In this article, we have considered various smart materials used as electrodes in advanced Li-ion batteries. As this type of energy sources has become very promising to power electric vehicles and load-leveling applications, the development of new electrode materials requests update technology to provide electricity storage with long term stability. Advanced “smart systems” having very sophisticated structures were elaborated consideringseveral advantages with regard to low cost, non-toxicity, environmental friendless and high safety associated with remarkable chemical and thermal stabilities and tolerance to overcharge and over-discharge.

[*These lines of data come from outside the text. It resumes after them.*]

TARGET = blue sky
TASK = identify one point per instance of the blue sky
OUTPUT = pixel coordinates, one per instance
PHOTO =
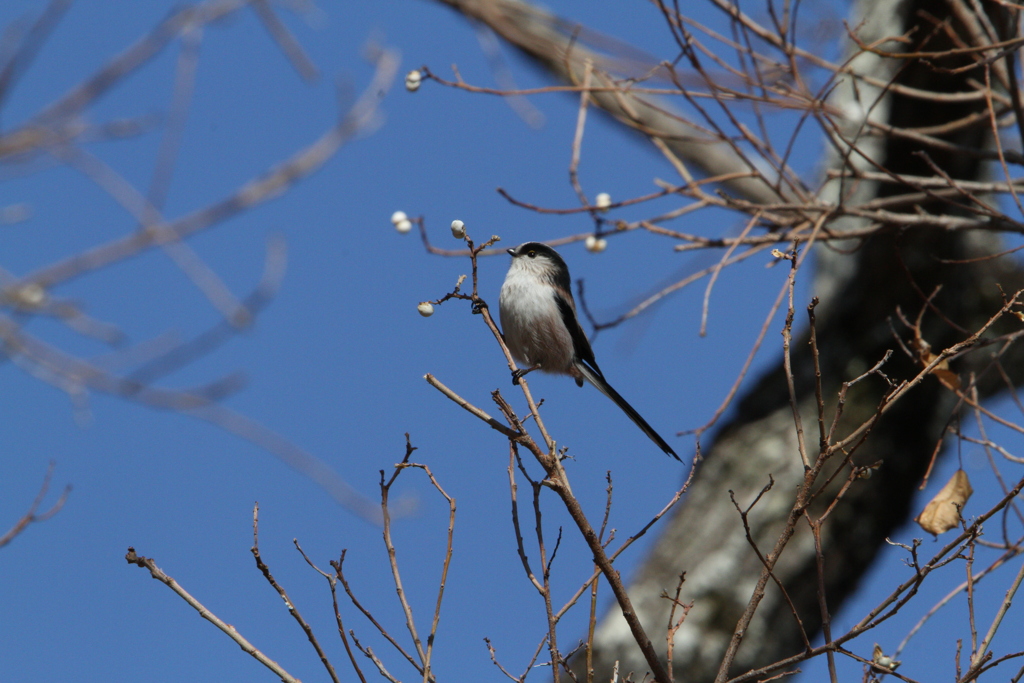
(336, 363)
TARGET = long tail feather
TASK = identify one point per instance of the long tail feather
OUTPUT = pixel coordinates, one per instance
(599, 382)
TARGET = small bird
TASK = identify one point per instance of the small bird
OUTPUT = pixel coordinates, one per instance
(542, 331)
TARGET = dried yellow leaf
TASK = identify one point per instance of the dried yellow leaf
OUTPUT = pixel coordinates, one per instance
(948, 378)
(943, 512)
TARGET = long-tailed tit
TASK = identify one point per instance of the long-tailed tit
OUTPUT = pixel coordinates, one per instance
(542, 331)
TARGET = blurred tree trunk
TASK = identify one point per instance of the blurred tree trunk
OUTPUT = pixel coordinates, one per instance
(861, 286)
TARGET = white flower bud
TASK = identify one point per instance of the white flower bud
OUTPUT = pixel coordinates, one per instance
(31, 295)
(596, 245)
(413, 80)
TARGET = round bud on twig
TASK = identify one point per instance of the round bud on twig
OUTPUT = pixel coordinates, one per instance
(401, 221)
(596, 245)
(413, 80)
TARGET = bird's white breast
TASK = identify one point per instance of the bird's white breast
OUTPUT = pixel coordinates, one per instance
(531, 322)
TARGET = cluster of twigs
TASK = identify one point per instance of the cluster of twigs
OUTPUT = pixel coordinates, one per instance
(60, 132)
(730, 154)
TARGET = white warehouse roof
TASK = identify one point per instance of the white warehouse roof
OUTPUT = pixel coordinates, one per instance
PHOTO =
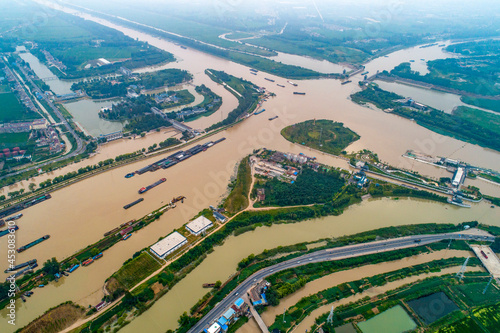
(168, 244)
(199, 224)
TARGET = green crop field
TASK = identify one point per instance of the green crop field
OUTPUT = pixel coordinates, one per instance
(472, 294)
(481, 118)
(12, 110)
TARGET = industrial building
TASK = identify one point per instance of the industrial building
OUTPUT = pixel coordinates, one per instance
(199, 225)
(168, 245)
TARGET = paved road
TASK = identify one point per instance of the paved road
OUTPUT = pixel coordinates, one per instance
(80, 147)
(329, 255)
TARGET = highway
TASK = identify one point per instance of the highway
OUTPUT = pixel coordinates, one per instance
(330, 255)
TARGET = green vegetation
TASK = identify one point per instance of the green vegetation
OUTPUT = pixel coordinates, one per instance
(306, 305)
(324, 135)
(311, 187)
(13, 139)
(490, 104)
(467, 125)
(12, 110)
(245, 91)
(79, 43)
(136, 270)
(55, 319)
(115, 87)
(237, 200)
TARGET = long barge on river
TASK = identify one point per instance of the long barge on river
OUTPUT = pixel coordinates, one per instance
(38, 241)
(23, 205)
(177, 157)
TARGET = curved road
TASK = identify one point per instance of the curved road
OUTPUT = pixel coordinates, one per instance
(330, 255)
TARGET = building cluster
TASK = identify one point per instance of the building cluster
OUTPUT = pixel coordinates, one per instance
(257, 293)
(48, 140)
(166, 98)
(111, 136)
(175, 240)
(53, 61)
(168, 245)
(238, 309)
(274, 170)
(15, 153)
(199, 225)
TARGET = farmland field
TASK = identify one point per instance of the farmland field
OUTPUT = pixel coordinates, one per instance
(12, 110)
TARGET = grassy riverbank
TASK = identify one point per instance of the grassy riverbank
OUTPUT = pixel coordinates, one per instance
(324, 135)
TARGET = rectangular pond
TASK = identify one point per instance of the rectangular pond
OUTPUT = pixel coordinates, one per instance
(394, 320)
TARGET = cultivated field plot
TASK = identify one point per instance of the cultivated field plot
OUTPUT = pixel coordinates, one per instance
(433, 307)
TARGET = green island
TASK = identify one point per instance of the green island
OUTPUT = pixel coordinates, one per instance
(324, 135)
(247, 93)
(471, 125)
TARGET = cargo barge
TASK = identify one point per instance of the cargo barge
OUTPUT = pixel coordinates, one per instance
(24, 264)
(73, 268)
(87, 262)
(458, 202)
(13, 218)
(147, 188)
(133, 203)
(27, 246)
(23, 205)
(8, 230)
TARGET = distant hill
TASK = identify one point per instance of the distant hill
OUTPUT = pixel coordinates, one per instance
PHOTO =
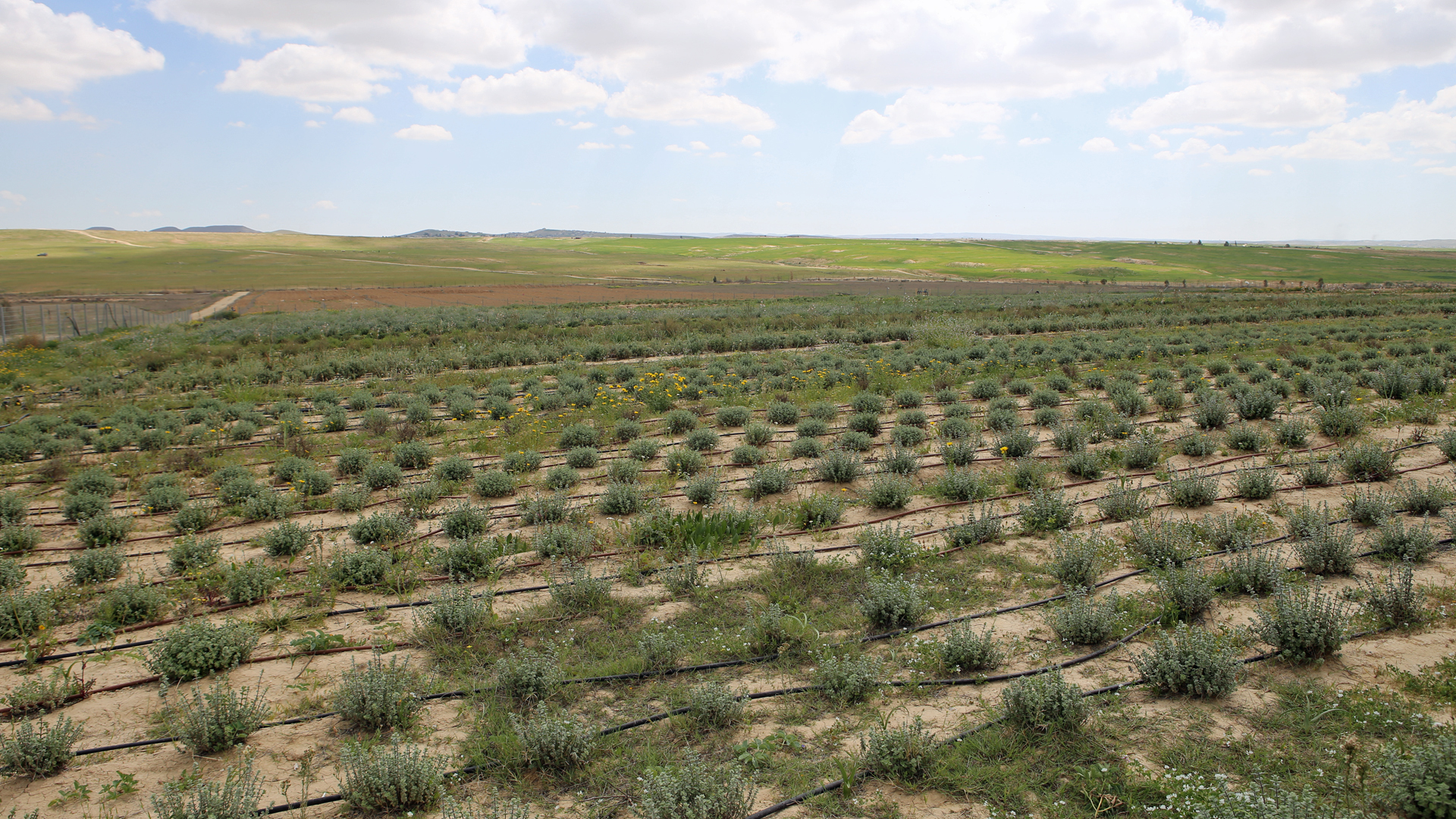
(541, 234)
(209, 229)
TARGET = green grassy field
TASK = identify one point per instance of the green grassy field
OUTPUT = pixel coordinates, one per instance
(130, 262)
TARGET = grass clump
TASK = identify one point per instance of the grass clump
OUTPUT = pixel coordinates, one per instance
(391, 779)
(1191, 662)
(379, 695)
(216, 719)
(196, 649)
(1304, 624)
(1044, 703)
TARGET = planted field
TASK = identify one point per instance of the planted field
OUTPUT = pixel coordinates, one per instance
(1057, 556)
(72, 261)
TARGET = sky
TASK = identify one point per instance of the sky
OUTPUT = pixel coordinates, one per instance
(1247, 120)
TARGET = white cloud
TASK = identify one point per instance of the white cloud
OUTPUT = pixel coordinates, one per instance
(921, 115)
(356, 114)
(424, 133)
(422, 37)
(676, 102)
(1254, 102)
(308, 72)
(44, 52)
(528, 91)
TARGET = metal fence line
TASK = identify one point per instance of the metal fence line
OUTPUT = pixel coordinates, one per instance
(72, 319)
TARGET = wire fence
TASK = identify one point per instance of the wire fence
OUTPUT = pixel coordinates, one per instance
(76, 318)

These smart systems include surface modification, blending and nano-composites. Cathode and anode materials such as LiNi_1/3Mn_1/3Co_1/3O₂ (NMC), Li[Li_0.1Mn_1.85Al_0.05]O₄ (LMA), LiNi_0.8Co_0.15Al_0.05O₂ (NCA), LiMn₂O₄ (LMO), LiFePO₄ (LFP), LiMnPO₄ (LMP), and nano-Li₄Ti₅O₁₂ have been considered.

Conflict of Interest

There is no conflict of interest related to this document.